Technically, the decision turned not on an abstract notion of when warnings had to be given, but on a more real-world question: when is a suspect to be considered to be “in custody” in a police encounter? Under Miranda and sequel decisions, rights warnings do not have to be given unless a suspect is “in custody,” and that turns on whether the individual has actually been formally arrested, or is put in a position where he or she does not feel free to get up and leave. The Court concluded that, in deciding whether a youth was “in custody,” officers had to consider age — if it was known or apparent at the time. (Incidentally, given the Court’s closely confined focus on the special attributes of children — “children cannot be viewed simply as miniature adults” — police do not need to consider the age of an old person who might seem vulnerable, although some surely do.)
Justice Sonia Sotomayor wrote the majority opinion, joined by Justices Stephen G. Breyer, Ruth Bader Ginsburg, Anthony M. Kennedy, and Elena Kagan. Justice Samuel A. Alito, Jr., wrote the dissent, joined by Chief Justice John G. Roberts, Jr., and Justices Antonin Scalia and Clarence Thomas. That was a customary lineup of the more liberal Justices on one side and the more conservative ones on the other, with centrist Kennedy casting the deciding vote — this time, with the liberals.

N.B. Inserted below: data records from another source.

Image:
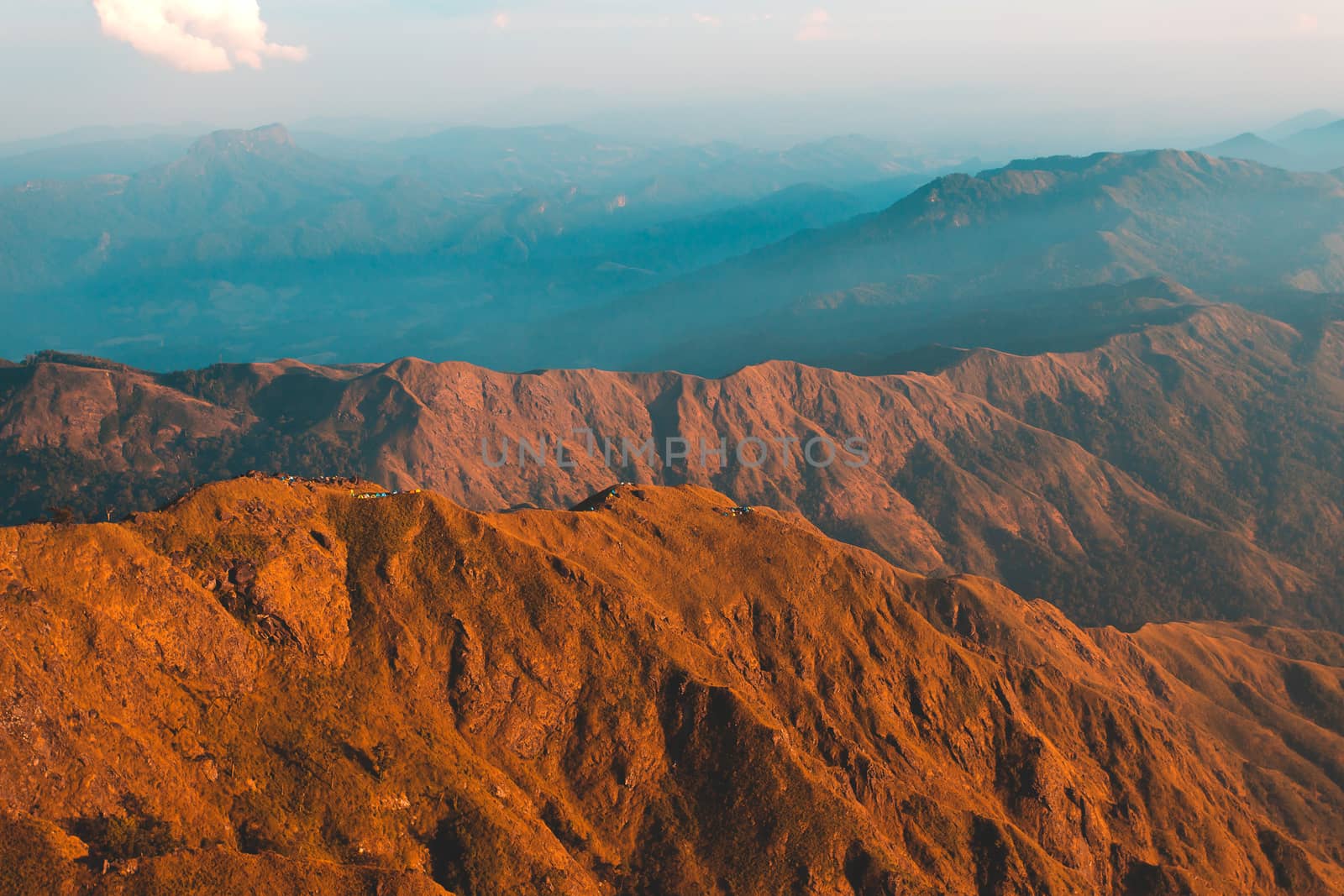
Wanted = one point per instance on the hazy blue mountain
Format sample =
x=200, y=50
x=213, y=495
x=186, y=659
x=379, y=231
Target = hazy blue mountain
x=250, y=246
x=1297, y=123
x=1324, y=145
x=889, y=281
x=87, y=160
x=1256, y=149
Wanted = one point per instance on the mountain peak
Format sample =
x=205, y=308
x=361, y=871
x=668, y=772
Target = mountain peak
x=255, y=140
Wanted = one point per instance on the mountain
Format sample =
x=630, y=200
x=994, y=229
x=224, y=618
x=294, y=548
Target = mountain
x=1256, y=149
x=1323, y=145
x=87, y=160
x=1189, y=458
x=1297, y=123
x=1223, y=228
x=277, y=687
x=250, y=246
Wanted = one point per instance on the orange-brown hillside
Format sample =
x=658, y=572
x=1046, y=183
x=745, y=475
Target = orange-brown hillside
x=273, y=687
x=1189, y=470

The Sotomayor opinion sought to counter the foreboding of the Alito dissent, insisting that the Court was not inviting police to look at any personal characteristic of “meekness” or insecurity other than young age, that it was not saying that a child’s age would be the decisive factor in every case where giving or not giving warnings was at issue, that it would not be a difficult thing for police to figure out that the suspect they are about to question is a child, and that the bottom line of the ruling was simply that young age could not be totally left out of the custody calculus.

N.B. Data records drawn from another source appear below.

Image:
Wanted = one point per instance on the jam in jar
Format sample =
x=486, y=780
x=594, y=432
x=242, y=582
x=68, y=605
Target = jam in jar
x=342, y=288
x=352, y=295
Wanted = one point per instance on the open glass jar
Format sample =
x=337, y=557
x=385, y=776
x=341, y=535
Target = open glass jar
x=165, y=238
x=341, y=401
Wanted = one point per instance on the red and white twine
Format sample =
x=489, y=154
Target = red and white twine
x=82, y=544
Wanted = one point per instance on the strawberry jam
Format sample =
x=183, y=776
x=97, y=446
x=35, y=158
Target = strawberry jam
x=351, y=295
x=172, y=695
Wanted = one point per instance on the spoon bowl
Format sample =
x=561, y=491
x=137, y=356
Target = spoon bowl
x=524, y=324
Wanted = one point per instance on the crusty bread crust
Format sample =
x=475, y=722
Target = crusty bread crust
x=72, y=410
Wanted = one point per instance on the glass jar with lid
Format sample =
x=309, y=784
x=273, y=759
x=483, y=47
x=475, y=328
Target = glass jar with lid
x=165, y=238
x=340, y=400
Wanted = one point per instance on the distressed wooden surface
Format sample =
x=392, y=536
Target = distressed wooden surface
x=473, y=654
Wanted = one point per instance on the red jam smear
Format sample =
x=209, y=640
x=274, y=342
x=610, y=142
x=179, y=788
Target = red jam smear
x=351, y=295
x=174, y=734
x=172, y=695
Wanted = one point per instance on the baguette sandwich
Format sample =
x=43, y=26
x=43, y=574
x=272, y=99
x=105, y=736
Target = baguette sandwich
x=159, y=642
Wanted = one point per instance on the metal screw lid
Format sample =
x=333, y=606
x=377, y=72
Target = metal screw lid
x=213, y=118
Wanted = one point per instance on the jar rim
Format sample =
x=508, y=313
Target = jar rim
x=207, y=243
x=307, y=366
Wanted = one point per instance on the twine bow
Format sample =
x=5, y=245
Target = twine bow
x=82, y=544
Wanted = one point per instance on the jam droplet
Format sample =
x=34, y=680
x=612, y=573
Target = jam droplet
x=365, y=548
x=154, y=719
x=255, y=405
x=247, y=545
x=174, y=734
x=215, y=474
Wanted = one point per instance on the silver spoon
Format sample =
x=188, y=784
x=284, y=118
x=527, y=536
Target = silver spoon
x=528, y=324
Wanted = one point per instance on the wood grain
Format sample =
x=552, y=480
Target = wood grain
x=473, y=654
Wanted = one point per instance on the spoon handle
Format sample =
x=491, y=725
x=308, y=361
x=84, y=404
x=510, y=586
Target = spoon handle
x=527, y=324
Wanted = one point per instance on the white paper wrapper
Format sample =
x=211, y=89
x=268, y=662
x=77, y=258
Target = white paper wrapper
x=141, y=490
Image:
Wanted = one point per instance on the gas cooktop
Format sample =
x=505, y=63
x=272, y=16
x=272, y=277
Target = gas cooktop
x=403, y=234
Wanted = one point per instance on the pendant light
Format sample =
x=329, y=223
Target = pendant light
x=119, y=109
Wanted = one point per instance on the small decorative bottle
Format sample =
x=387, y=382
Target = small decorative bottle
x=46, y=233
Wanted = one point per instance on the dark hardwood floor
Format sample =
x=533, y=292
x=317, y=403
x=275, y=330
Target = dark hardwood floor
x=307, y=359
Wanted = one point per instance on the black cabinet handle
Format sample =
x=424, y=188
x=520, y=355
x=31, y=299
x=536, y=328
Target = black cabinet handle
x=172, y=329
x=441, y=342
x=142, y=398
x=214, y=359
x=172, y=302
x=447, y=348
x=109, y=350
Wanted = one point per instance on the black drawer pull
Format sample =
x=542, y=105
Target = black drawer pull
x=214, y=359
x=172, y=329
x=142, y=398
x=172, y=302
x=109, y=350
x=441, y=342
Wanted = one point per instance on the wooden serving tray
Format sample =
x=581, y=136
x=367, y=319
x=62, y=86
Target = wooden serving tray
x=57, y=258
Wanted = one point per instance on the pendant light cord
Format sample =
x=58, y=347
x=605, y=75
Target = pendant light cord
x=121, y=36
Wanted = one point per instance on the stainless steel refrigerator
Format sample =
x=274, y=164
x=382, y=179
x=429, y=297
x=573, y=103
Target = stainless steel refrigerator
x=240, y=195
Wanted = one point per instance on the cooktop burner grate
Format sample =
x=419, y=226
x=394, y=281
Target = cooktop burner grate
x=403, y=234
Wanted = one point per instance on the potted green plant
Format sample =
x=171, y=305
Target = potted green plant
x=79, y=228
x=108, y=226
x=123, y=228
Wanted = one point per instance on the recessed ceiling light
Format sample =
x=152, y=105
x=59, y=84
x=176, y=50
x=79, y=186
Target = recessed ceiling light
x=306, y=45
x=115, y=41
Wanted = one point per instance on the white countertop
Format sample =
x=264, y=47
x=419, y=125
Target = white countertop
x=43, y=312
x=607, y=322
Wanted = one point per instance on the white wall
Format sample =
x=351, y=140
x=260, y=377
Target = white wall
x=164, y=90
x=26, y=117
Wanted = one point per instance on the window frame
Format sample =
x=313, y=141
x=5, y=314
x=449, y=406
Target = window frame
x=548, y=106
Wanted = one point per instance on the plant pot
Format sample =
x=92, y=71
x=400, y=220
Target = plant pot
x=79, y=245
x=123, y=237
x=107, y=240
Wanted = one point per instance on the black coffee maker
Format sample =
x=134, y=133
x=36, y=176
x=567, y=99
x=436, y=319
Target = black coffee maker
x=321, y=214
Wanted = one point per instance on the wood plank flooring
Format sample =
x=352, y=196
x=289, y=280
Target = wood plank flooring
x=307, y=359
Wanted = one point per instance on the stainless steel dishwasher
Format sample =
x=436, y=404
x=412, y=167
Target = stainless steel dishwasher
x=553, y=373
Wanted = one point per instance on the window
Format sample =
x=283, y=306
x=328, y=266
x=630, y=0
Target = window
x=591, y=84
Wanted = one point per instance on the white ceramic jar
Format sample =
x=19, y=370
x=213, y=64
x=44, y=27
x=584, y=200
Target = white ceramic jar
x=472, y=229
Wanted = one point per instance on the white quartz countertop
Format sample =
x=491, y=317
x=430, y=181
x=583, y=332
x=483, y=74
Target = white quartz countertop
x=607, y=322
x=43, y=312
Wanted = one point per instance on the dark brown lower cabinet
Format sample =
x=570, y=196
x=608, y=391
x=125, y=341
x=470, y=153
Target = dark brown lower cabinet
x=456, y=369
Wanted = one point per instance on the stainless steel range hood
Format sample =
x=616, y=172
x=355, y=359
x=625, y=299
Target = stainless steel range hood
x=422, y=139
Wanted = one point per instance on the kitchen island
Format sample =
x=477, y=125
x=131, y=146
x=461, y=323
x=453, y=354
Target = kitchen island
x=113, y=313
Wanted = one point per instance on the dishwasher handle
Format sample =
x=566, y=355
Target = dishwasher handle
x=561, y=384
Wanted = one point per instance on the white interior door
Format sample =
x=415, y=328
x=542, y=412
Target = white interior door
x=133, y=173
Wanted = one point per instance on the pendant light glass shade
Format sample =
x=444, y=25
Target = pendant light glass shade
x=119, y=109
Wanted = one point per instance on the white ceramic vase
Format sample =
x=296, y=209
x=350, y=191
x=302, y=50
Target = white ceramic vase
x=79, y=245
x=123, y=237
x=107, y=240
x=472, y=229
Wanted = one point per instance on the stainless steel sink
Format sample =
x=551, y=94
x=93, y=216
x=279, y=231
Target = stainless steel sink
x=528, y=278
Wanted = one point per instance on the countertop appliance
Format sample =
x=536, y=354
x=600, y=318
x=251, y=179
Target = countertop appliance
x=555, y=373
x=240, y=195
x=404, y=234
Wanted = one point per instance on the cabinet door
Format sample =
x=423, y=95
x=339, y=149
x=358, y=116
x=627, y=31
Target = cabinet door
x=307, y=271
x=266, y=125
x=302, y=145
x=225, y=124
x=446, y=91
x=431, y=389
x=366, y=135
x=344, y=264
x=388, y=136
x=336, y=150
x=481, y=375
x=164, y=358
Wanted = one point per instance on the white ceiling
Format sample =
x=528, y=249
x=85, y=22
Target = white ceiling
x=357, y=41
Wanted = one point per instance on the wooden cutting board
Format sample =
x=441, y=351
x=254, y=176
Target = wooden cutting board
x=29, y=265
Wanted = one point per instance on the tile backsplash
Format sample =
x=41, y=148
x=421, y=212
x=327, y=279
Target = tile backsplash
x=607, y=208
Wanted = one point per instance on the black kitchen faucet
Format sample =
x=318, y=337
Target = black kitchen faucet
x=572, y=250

“Common sense” and “community experience,” Sotomayor wrote, make it possible for adults to understand objectively what is to be expected of children in a variety of different situations, and so it is also possible to do so with “children subjected to police questioning.”
Taking the actual case before it as an example (a 13-year-old, questioned by a officer in uniform behind a closed door at school, with the principal on hand telling the boy to do the right thing), the Court majority said it would not make any sense to leave completely out of account the boy’s young age. If his youth were simply not considered at all, “how would a reasonable person understand his situation…? To describe such an inquiry is to demonstrate its absurdity,” the majority said.

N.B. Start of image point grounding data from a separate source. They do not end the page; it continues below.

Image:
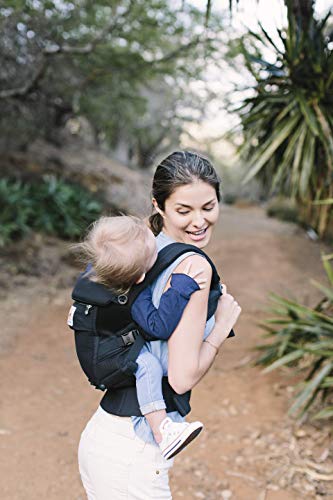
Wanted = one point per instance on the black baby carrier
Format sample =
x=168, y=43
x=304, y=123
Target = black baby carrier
x=108, y=341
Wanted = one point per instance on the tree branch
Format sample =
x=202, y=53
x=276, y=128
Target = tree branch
x=62, y=49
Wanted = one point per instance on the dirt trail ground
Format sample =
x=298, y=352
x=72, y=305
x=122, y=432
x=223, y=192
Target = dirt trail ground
x=250, y=449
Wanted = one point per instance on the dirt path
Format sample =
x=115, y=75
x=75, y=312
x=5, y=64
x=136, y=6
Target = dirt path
x=249, y=450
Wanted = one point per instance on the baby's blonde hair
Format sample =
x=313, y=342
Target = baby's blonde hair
x=118, y=251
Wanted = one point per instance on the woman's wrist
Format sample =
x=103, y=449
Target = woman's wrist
x=214, y=346
x=218, y=334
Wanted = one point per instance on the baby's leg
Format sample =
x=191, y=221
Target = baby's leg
x=149, y=390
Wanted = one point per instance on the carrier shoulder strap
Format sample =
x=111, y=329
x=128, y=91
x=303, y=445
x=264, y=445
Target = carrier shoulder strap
x=167, y=256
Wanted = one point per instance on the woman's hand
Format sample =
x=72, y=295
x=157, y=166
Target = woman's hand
x=226, y=316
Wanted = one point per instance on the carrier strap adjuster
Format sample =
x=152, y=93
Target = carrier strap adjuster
x=129, y=337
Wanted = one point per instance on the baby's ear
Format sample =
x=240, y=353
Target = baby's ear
x=140, y=280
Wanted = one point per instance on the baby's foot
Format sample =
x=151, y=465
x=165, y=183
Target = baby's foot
x=176, y=436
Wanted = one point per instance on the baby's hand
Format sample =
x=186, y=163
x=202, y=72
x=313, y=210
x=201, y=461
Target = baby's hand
x=200, y=281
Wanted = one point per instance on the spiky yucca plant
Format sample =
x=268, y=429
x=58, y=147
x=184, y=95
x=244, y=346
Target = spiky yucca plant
x=302, y=337
x=288, y=123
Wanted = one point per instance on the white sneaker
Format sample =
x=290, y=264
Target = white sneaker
x=177, y=435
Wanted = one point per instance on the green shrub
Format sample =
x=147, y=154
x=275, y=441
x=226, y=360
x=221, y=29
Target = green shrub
x=302, y=338
x=49, y=205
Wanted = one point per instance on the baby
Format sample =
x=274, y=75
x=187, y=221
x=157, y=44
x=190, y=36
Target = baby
x=122, y=250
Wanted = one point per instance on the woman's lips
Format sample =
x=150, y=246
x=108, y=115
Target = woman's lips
x=197, y=235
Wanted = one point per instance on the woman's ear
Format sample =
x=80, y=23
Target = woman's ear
x=140, y=280
x=157, y=208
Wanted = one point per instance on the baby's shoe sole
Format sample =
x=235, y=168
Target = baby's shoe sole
x=183, y=440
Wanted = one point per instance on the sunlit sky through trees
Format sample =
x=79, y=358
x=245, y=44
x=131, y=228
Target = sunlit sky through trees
x=246, y=15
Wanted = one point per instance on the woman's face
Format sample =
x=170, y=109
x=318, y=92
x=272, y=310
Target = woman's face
x=190, y=213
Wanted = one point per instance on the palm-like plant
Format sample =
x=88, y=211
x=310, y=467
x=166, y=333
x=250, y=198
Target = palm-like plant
x=303, y=337
x=288, y=123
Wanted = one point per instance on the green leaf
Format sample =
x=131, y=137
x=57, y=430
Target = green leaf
x=267, y=150
x=308, y=113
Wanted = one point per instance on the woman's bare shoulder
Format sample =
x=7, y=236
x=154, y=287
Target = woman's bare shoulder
x=197, y=262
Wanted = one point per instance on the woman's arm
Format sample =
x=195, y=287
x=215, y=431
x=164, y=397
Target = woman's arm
x=190, y=357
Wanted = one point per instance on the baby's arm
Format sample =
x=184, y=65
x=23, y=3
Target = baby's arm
x=162, y=321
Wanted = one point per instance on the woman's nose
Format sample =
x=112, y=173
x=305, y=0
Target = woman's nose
x=198, y=220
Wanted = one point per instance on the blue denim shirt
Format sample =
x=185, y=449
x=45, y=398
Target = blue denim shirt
x=160, y=347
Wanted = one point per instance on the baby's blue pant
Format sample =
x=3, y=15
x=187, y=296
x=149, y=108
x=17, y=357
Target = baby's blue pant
x=149, y=380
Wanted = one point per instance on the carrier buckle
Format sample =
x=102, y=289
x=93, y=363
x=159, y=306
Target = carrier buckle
x=129, y=338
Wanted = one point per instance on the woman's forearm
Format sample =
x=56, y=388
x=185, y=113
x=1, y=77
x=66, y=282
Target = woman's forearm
x=206, y=356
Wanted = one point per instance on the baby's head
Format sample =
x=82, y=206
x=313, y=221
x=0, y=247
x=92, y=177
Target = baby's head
x=121, y=250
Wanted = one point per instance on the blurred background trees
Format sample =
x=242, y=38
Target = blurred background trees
x=113, y=63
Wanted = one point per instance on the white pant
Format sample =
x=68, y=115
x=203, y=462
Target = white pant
x=115, y=464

The Court, in the end, did not decide whether the Chapel Hill, N.C., youth involved — identified in papers only as “J.D.B.” — actually was in custody during the meeting with police and others at his public school in September 2005. The decision ordered the case sent back to state courts to decide whether, in view of all of the circumstances at the age — including his age then — he would have felt free to get up and walk out of the room.
After the interview, J.D.B. was charged with two counts of breaking and entering and two counts of larceny, all involving entry and theft of household or personal items from homes in the boy’s neighborhood. He confessed, soon after the questioning officer had threatened him with detention in a juvenile facility. At his trial, his lawyers sought to have his confession barred from evidence, on the theory that he had not been given Miranda warnings. That challenge was rejected in state courts, up to and including the state Supreme Court, which said that his youth was not to be considered as a factor on whether he was entitled to such warnings as a person “in custody.” The boy was ruled formally to be a delinquent.
Although he is now an adult, he could benefit from a ruling that his confession had to be excluded because he gave it without being told about his rights.